Figure 11. Power and Performance Trends.
This finally bring us to Cost.
My company IC Knowledge LLC is the world leader in cost and price modeling of semiconductors and MEMS. Our commercially available Strategic Cost and Price Model is a company specific industry roadmap beginning with the first 300mm processes and projecting out into the late 2020’s for 3DNAND, 3DXPoint, DRAM and Logic. The Strategic Cost and Price Model produces equipment, materials and manufacturing cost and selling price estimates by company, time, and even specific wafer fabs. Using the Strategic Cost and Price Model I have produced the three trend plots on the next slide.
On the left is the normalized wafer cost by node. Some key points on this chart:
- The wafer costs do not include mask set amortization. For foundries masks are typically purchased by the customer and not part of the wafer price when the wafers are sold to the customer. For Intel mask amortization costs would typically be included but to make the comparisons consistent company to company we have omitted mask amortization. There is an important point that mask costs are increasing rapidly and wafer costs with mask set amortization are highly sensitive to the volume the masks are amortized over. Rising mask costs have resulted in a situation where leading-edge processes only make sense for high volume designs.
- The wafers cost also don’t consider design costs, this is another area where costs are rapidly increasing and pricing out all but the largest volume products from leading edge processes.
- For this analysis we have assumed new greenfield fabs for each node with Intel fabs located in the united states, Samsung in South Korea and TSMC in Taiwan.
The resulting wafer cost plot shows rising wafer costs with Intel having the highest wafer costs until the Intel 7nm/Foundry 3nm node where TSMC has the highest costs.
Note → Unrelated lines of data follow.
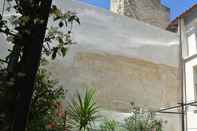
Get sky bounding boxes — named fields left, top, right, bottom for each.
left=81, top=0, right=197, bottom=20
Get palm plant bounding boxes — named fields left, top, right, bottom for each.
left=67, top=89, right=98, bottom=131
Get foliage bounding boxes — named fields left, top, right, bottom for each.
left=100, top=120, right=124, bottom=131
left=0, top=0, right=80, bottom=130
left=27, top=62, right=65, bottom=131
left=67, top=89, right=98, bottom=131
left=125, top=105, right=162, bottom=131
left=0, top=59, right=65, bottom=131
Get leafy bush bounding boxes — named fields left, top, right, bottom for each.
left=100, top=120, right=125, bottom=131
left=0, top=60, right=65, bottom=131
left=125, top=104, right=162, bottom=131
left=67, top=89, right=98, bottom=131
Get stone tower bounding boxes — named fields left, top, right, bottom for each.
left=111, top=0, right=170, bottom=29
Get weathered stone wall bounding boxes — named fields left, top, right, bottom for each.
left=111, top=0, right=169, bottom=28
left=50, top=52, right=178, bottom=112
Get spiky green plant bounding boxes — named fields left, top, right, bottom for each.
left=67, top=89, right=98, bottom=131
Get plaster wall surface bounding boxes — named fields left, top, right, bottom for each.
left=2, top=0, right=180, bottom=131
left=111, top=0, right=170, bottom=29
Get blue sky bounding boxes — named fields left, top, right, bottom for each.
left=81, top=0, right=197, bottom=19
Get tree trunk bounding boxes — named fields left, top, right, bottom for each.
left=12, top=0, right=52, bottom=131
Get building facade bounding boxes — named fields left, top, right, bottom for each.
left=111, top=0, right=170, bottom=29
left=167, top=4, right=197, bottom=131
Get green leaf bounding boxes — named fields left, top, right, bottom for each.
left=61, top=47, right=67, bottom=56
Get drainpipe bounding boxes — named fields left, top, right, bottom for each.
left=178, top=17, right=186, bottom=131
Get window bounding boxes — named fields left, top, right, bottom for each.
left=193, top=66, right=197, bottom=100
left=188, top=33, right=197, bottom=56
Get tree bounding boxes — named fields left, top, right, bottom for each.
left=0, top=0, right=79, bottom=131
left=0, top=60, right=66, bottom=131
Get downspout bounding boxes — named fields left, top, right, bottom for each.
left=178, top=17, right=186, bottom=131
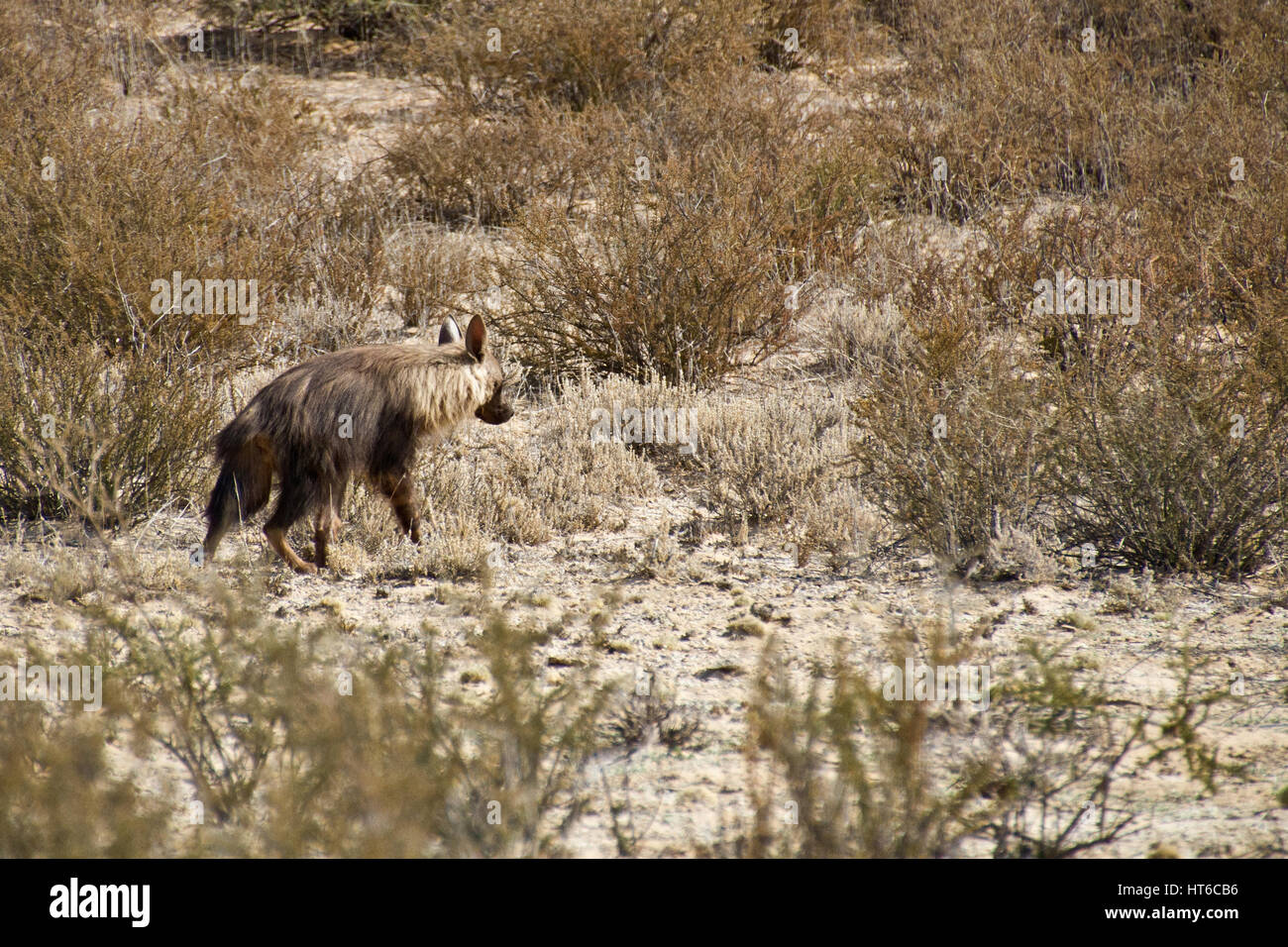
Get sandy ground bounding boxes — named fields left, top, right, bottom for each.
left=0, top=1, right=1288, bottom=857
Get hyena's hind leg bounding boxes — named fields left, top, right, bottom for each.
left=375, top=473, right=420, bottom=543
left=313, top=480, right=347, bottom=569
left=202, top=436, right=274, bottom=561
left=265, top=472, right=318, bottom=574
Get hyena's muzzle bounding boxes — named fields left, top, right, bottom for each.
left=474, top=384, right=514, bottom=424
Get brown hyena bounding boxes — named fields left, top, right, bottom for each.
left=205, top=316, right=514, bottom=573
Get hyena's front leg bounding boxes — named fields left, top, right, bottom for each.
left=376, top=474, right=420, bottom=543
left=313, top=484, right=344, bottom=570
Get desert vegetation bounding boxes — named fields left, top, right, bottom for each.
left=0, top=0, right=1288, bottom=857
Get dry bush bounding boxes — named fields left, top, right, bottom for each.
left=802, top=287, right=912, bottom=377
left=0, top=690, right=166, bottom=858
left=70, top=556, right=613, bottom=857
left=383, top=226, right=486, bottom=335
left=756, top=0, right=868, bottom=71
left=404, top=0, right=754, bottom=112
left=873, top=0, right=1283, bottom=219
left=0, top=10, right=320, bottom=359
left=734, top=607, right=1225, bottom=858
left=200, top=0, right=442, bottom=40
left=497, top=376, right=674, bottom=533
left=693, top=391, right=845, bottom=533
left=383, top=100, right=612, bottom=227
left=497, top=154, right=789, bottom=384
left=853, top=310, right=1048, bottom=566
left=1047, top=326, right=1288, bottom=578
left=0, top=334, right=222, bottom=524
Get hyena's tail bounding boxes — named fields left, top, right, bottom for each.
left=203, top=417, right=274, bottom=559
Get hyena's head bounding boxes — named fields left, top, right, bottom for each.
left=438, top=316, right=514, bottom=424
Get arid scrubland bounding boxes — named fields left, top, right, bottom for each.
left=0, top=0, right=1288, bottom=857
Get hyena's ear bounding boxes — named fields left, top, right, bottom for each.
left=438, top=316, right=461, bottom=346
left=465, top=316, right=486, bottom=362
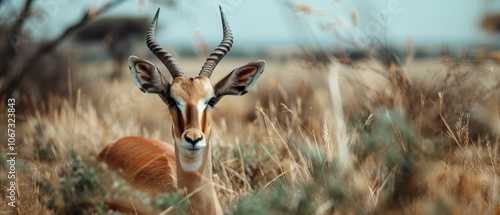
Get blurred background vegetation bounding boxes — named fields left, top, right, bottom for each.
left=0, top=0, right=500, bottom=214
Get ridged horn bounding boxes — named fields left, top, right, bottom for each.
left=146, top=8, right=184, bottom=78
left=200, top=6, right=233, bottom=78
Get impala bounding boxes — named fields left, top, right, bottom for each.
left=94, top=5, right=265, bottom=214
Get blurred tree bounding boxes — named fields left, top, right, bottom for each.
left=75, top=17, right=149, bottom=78
left=0, top=0, right=124, bottom=98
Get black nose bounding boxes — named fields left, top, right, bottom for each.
left=184, top=135, right=203, bottom=146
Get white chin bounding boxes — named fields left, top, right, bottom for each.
left=180, top=149, right=201, bottom=158
left=179, top=149, right=202, bottom=172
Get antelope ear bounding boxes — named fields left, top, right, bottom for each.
left=214, top=60, right=266, bottom=99
left=128, top=55, right=168, bottom=95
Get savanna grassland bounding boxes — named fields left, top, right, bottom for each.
left=0, top=42, right=500, bottom=214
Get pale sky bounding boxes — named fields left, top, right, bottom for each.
left=0, top=0, right=500, bottom=46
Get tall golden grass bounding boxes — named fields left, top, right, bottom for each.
left=0, top=50, right=500, bottom=214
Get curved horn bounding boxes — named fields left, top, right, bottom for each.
left=146, top=8, right=184, bottom=78
left=200, top=6, right=233, bottom=78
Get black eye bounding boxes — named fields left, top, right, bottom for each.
left=207, top=97, right=219, bottom=107
left=165, top=97, right=177, bottom=107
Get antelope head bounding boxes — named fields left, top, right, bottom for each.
left=128, top=6, right=265, bottom=172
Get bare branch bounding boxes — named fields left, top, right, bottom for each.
left=0, top=0, right=124, bottom=95
left=0, top=0, right=33, bottom=75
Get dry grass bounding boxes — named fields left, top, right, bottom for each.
left=0, top=49, right=500, bottom=214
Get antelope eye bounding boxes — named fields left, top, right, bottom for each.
left=207, top=97, right=219, bottom=107
left=166, top=97, right=177, bottom=107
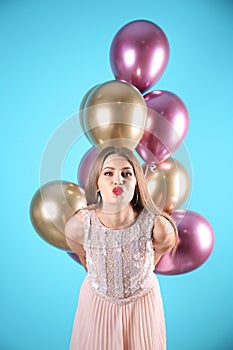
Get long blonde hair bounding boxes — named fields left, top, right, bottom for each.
left=85, top=146, right=178, bottom=253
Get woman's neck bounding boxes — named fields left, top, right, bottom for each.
left=96, top=204, right=138, bottom=230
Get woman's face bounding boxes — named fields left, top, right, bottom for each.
left=97, top=154, right=137, bottom=206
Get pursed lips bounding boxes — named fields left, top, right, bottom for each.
left=112, top=186, right=124, bottom=196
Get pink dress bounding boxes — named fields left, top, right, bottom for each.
left=70, top=209, right=166, bottom=350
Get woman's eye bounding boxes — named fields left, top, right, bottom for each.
left=122, top=171, right=132, bottom=177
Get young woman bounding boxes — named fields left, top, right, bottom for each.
left=65, top=147, right=178, bottom=350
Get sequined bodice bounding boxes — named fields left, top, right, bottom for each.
left=82, top=209, right=154, bottom=303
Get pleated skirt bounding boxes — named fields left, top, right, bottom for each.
left=70, top=275, right=166, bottom=350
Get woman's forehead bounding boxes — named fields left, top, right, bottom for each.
left=103, top=154, right=133, bottom=168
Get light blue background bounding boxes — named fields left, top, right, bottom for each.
left=0, top=0, right=233, bottom=350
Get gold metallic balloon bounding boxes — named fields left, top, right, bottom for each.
left=83, top=80, right=147, bottom=150
left=79, top=85, right=98, bottom=131
left=30, top=181, right=86, bottom=250
left=143, top=158, right=190, bottom=213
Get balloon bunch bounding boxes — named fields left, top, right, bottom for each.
left=30, top=20, right=214, bottom=275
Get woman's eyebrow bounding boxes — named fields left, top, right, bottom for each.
left=103, top=166, right=133, bottom=170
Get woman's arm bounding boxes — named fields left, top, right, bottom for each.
left=153, top=216, right=176, bottom=265
left=65, top=213, right=87, bottom=271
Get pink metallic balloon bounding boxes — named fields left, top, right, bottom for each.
left=110, top=20, right=170, bottom=92
left=136, top=90, right=189, bottom=164
left=155, top=209, right=214, bottom=275
left=78, top=147, right=100, bottom=188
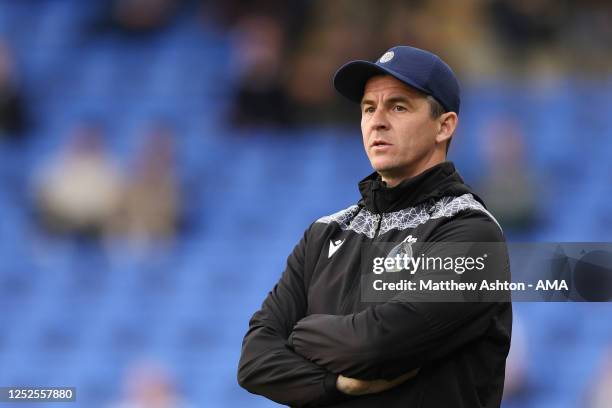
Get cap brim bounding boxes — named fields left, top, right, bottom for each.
left=334, top=60, right=429, bottom=103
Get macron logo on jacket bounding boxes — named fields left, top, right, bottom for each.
left=327, top=239, right=344, bottom=258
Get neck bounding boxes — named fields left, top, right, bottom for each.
left=378, top=156, right=446, bottom=187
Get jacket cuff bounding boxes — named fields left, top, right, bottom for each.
left=323, top=373, right=348, bottom=403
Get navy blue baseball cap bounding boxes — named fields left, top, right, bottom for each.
left=334, top=46, right=461, bottom=114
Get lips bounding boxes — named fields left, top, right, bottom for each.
left=370, top=139, right=391, bottom=147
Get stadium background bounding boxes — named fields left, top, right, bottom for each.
left=0, top=0, right=612, bottom=408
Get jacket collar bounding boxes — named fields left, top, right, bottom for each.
left=359, top=161, right=482, bottom=213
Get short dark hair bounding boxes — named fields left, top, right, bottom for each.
left=425, top=95, right=452, bottom=154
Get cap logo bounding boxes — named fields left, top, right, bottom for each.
left=378, top=51, right=395, bottom=64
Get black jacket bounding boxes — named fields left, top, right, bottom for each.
left=238, top=162, right=512, bottom=408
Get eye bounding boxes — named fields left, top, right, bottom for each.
left=363, top=106, right=374, bottom=113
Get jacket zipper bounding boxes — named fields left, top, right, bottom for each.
left=340, top=213, right=384, bottom=313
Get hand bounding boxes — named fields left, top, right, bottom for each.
left=336, top=368, right=420, bottom=395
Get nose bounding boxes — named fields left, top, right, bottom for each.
left=371, top=107, right=389, bottom=130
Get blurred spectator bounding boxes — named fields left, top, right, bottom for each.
left=35, top=123, right=122, bottom=239
left=231, top=15, right=291, bottom=126
left=94, top=0, right=182, bottom=35
left=485, top=0, right=571, bottom=74
left=561, top=0, right=612, bottom=73
left=478, top=118, right=536, bottom=232
left=108, top=362, right=193, bottom=408
left=585, top=348, right=612, bottom=408
left=112, top=124, right=180, bottom=246
left=0, top=38, right=26, bottom=139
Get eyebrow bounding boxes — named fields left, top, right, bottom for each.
left=360, top=95, right=414, bottom=106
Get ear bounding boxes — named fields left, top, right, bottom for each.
left=436, top=112, right=459, bottom=143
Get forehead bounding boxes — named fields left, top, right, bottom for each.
left=362, top=75, right=424, bottom=99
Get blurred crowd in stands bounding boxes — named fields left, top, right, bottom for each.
left=0, top=0, right=612, bottom=408
left=0, top=0, right=612, bottom=242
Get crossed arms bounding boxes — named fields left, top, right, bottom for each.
left=238, top=216, right=510, bottom=407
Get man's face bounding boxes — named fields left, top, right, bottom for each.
left=361, top=76, right=445, bottom=184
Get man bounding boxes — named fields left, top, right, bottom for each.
left=238, top=46, right=512, bottom=408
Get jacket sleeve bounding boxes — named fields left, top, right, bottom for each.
left=290, top=213, right=509, bottom=380
left=238, top=231, right=342, bottom=407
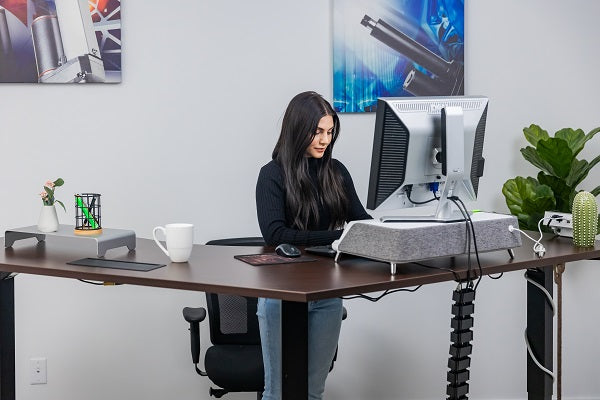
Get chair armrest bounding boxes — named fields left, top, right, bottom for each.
left=183, top=307, right=206, bottom=376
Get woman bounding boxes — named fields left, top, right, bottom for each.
left=256, top=92, right=371, bottom=400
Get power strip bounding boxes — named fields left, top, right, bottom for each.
left=542, top=211, right=573, bottom=237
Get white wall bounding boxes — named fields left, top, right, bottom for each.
left=0, top=0, right=600, bottom=400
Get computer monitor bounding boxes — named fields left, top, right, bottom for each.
left=367, top=96, right=488, bottom=222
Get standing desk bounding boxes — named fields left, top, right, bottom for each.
left=0, top=237, right=600, bottom=400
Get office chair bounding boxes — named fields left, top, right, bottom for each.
left=183, top=237, right=347, bottom=400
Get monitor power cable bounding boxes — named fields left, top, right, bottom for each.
left=508, top=217, right=559, bottom=258
left=524, top=271, right=556, bottom=382
left=340, top=285, right=423, bottom=302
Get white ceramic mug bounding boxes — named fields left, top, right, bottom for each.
left=152, top=224, right=194, bottom=262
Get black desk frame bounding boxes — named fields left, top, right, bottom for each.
left=0, top=234, right=600, bottom=400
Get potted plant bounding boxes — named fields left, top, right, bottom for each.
left=37, top=178, right=67, bottom=232
left=502, top=124, right=600, bottom=230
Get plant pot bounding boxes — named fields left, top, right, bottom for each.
left=38, top=205, right=58, bottom=232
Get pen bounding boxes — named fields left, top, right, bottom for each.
left=75, top=195, right=98, bottom=229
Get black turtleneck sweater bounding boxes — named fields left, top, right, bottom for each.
left=256, top=158, right=371, bottom=246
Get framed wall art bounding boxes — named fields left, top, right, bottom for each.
left=0, top=0, right=121, bottom=83
left=333, top=0, right=464, bottom=112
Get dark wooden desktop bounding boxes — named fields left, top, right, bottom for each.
left=0, top=233, right=600, bottom=400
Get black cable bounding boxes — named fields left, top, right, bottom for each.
left=77, top=279, right=122, bottom=286
left=412, top=262, right=461, bottom=283
left=340, top=285, right=423, bottom=302
left=77, top=279, right=104, bottom=286
left=448, top=196, right=474, bottom=287
left=456, top=197, right=483, bottom=290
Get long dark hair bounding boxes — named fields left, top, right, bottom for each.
left=273, top=92, right=349, bottom=230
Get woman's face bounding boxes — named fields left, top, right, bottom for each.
left=306, top=115, right=333, bottom=158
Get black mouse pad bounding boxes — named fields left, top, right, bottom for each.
left=233, top=253, right=316, bottom=265
left=67, top=258, right=165, bottom=271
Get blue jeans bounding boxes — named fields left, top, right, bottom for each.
left=256, top=298, right=342, bottom=400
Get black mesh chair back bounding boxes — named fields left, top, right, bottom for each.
left=206, top=293, right=260, bottom=345
left=204, top=237, right=265, bottom=399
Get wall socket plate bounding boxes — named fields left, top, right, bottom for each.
left=29, top=357, right=48, bottom=385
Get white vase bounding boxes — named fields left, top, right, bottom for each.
left=38, top=205, right=58, bottom=232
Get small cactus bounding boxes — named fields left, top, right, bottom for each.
left=573, top=191, right=598, bottom=247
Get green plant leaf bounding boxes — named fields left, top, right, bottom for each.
left=521, top=146, right=554, bottom=175
left=590, top=185, right=600, bottom=197
left=554, top=128, right=588, bottom=156
left=536, top=138, right=575, bottom=178
left=565, top=158, right=590, bottom=187
left=502, top=176, right=556, bottom=230
left=566, top=156, right=600, bottom=188
left=523, top=124, right=549, bottom=147
left=56, top=200, right=67, bottom=212
left=537, top=171, right=575, bottom=213
left=44, top=186, right=54, bottom=204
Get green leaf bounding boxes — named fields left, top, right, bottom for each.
left=523, top=124, right=549, bottom=147
left=502, top=176, right=556, bottom=230
left=537, top=171, right=575, bottom=213
left=44, top=186, right=54, bottom=200
left=55, top=200, right=67, bottom=212
left=521, top=146, right=554, bottom=175
left=565, top=158, right=590, bottom=187
left=554, top=128, right=588, bottom=156
left=536, top=138, right=574, bottom=178
left=566, top=156, right=600, bottom=188
left=590, top=185, right=600, bottom=197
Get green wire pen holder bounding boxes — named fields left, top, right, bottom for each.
left=75, top=193, right=102, bottom=235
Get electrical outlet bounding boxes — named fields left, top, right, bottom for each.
left=29, top=357, right=47, bottom=385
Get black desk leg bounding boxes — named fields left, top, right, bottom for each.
left=0, top=272, right=15, bottom=400
left=527, top=266, right=553, bottom=400
left=281, top=301, right=308, bottom=400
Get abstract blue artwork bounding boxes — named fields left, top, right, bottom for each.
left=333, top=0, right=464, bottom=112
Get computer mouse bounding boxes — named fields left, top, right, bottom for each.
left=275, top=243, right=300, bottom=257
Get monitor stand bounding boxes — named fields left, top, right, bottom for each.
left=380, top=174, right=475, bottom=223
left=379, top=211, right=473, bottom=223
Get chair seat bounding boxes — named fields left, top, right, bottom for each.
left=204, top=345, right=265, bottom=392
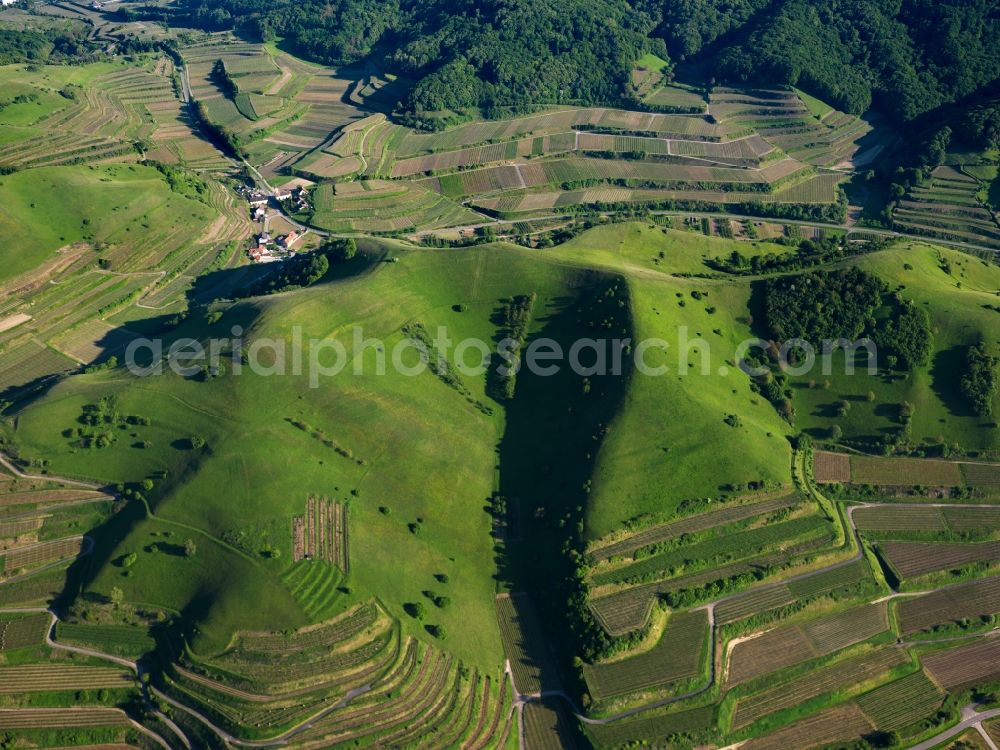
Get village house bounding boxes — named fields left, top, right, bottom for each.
left=278, top=232, right=301, bottom=250
left=247, top=190, right=267, bottom=208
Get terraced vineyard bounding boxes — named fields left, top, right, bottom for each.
left=813, top=451, right=1000, bottom=492
left=0, top=664, right=132, bottom=695
left=922, top=638, right=1000, bottom=689
left=857, top=670, right=943, bottom=732
left=55, top=622, right=156, bottom=659
left=727, top=603, right=889, bottom=685
left=310, top=180, right=479, bottom=233
left=0, top=612, right=51, bottom=651
left=880, top=541, right=1000, bottom=579
left=899, top=578, right=1000, bottom=634
left=583, top=610, right=709, bottom=701
left=733, top=647, right=909, bottom=729
left=892, top=165, right=1000, bottom=248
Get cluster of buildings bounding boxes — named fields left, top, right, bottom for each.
left=250, top=230, right=302, bottom=263
left=237, top=186, right=309, bottom=263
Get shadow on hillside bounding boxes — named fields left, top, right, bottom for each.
left=931, top=346, right=975, bottom=417
left=498, top=274, right=631, bottom=712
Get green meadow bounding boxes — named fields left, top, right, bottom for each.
left=0, top=164, right=217, bottom=281
left=4, top=222, right=1000, bottom=680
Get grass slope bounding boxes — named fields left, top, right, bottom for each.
left=0, top=165, right=216, bottom=282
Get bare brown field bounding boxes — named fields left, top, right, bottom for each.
left=899, top=577, right=1000, bottom=634
left=921, top=638, right=1000, bottom=690
left=741, top=703, right=874, bottom=750
left=880, top=541, right=1000, bottom=579
left=813, top=451, right=851, bottom=482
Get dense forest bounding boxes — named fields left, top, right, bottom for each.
left=764, top=268, right=932, bottom=370
left=148, top=0, right=1000, bottom=126
left=0, top=27, right=96, bottom=65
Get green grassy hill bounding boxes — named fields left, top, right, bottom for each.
left=0, top=165, right=217, bottom=281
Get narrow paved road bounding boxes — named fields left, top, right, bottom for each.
left=908, top=704, right=1000, bottom=750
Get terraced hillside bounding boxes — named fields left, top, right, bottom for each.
left=892, top=164, right=1000, bottom=249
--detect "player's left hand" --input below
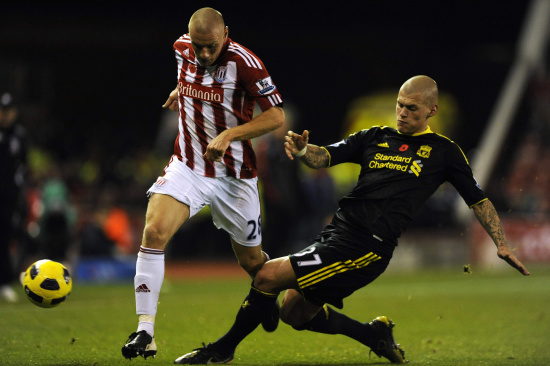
[497,245,531,276]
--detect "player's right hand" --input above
[285,130,309,160]
[162,88,179,112]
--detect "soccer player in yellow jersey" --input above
[175,75,529,364]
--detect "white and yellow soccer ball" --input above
[23,259,73,308]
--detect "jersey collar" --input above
[402,126,433,136]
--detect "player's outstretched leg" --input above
[122,330,157,360]
[174,343,234,365]
[366,316,408,364]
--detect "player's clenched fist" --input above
[285,130,309,160]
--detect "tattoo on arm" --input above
[299,144,329,169]
[472,200,506,247]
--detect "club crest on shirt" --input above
[214,66,227,83]
[416,145,432,159]
[256,76,275,95]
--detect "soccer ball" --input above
[23,259,73,308]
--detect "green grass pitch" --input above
[0,267,550,366]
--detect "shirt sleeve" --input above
[239,47,283,111]
[324,130,370,166]
[447,142,487,207]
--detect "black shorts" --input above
[289,233,395,309]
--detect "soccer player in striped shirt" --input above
[175,75,529,364]
[122,8,284,359]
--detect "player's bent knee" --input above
[239,261,264,277]
[143,224,170,249]
[254,266,277,292]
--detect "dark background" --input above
[0,1,528,158]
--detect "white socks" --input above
[134,247,164,336]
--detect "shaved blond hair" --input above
[401,75,439,107]
[188,8,225,34]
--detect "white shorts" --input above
[147,158,262,247]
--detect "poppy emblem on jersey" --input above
[416,145,432,159]
[256,76,275,95]
[155,177,167,186]
[214,66,227,83]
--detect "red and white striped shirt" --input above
[174,34,282,179]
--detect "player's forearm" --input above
[226,107,285,141]
[472,200,506,247]
[298,144,330,169]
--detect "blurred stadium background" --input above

This reflects TSMC having the densest process and Intel having fewer interconnect layers.
The middle graph provides normalized logic transistor density based on the values presented in the node-by-node analysis section of our presentation. As previously noted, we expect TSMC to have the densest process at the i7/F3 node.
Finally, the graph on the right side combines wafer cost and transistor density to produce a relative logic transistor cost trend. What is clear in this chart is that although higher transistor density may require a more expensive wafer process, the transistor density improvements, at least in the cases studied overcomes the higher wafer cost to deliver lower transistor cost.
Another key take-away is that for logic transistors Moore’s law is alive and well. In his seminal 1965 Electronics Magazine article “Cramming more components onto integrated circuits”, Gordan Moore stated what became known as Moore’s law: “The complexity for minimum component costs has increased at a rate of roughly a factor of two per year”. The key to me in this “law” is that is as much an economic observation as it is a technology observation. In my opinion the purest measure of Moore’s law is are we continuing to decrease cost per transistor, and as this plot shows, we are, although once again this is purely logic transistor manufacturing cost and these economics only work for high volume products.
Figure 12. Wafer Cost, Transistor Density, Transistor Cost.
The key points in this presentation around PPAC and logic leadership are summarized in Figure 12.
Figure 13. Conclusion.
TSMC’s continued rapid execution of moderate shrinks has led them to a leadership position and we expect them to maintain leadership through the 3nm node and beyond.